Das Amtsgericht gab der Klage der Kundin für die Zeit bis zur Änderung der Berechnungsgrundlage statt. Für die Zeit ab der Änderung bestehe jedoch kein Rückzahlungsanspruch, da die Klausel nunmehr wirksam sei. Die Berufung des beklagten Energieversorgers vor dem Landgericht und auch die Revision vor dem BGH hatten im Hinblick auf die Rückerstattung der Entgelte für die Jahre 2011 bis 2014 keinen Erfolg. Die ursprüngliche Preisanpassungsklausel des Wärmelieferungsvertrags sei unwirksam, sodass bis zur Anpassung der Klausel der zu Vertragsbeginn wirksam vereinbarte Bezugspreis fortgelte. Die Anpassung der Klausel im Jahr 2014 sei mit Wirkung für die Zukunft jedoch zulässig.

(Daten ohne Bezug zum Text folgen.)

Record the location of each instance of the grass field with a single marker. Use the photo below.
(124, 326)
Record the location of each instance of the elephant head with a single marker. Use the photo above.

Diese Entscheidung des BGH ist zusammen mit BGH, Urteil vom 06.04.2020 – VIII ZR 295/20 in einer Reihe von Entscheidungen zu sehen, die sich mit der Wirksamkeit von Preisänderungsklauseln in Fernwärmelieferverträgen befassen.
a) Unwirksame Klauseln können angepasst werden
Die von dem Energieversorger im Zeitraum von 2011 bis 2014 verwendete Preisanpassungsklausel war gemäß der Verordnung über Allgemeine Bedingungen für die Versorgung mit Fernwärme (AVBFernwärmeV) iVm § 134 BGB nichtig. Sie verstieß gegen das Gebot der Kostenorientierung des § 24 Abs. 4 S. 1 AVBFernwärmeV, da kein ausreichender Bezug zu den tatsächlichen Bezugskosten des Energieversorgers bestand. Der Energieversorger konnte seine Preise daher nicht erhöhen. Er durfte jedoch gem. §§ 4 Abs. 1 und 2 iVm § 24 Abs. 4 AVBFernwärmeV die (unwirksamen) Preisanpassungsklauseln während der Vertragslaufzeit mit Wirkung für die Zukunft anpassen. Aus Sicht der Rechtsprechung ist dies im beiderseitigen Interesse, denn nur mit einer wirksamen Preisanpassungsklausel können Preiserhöhungen und Kostensenkungen gleichermaßen weitergereicht werden.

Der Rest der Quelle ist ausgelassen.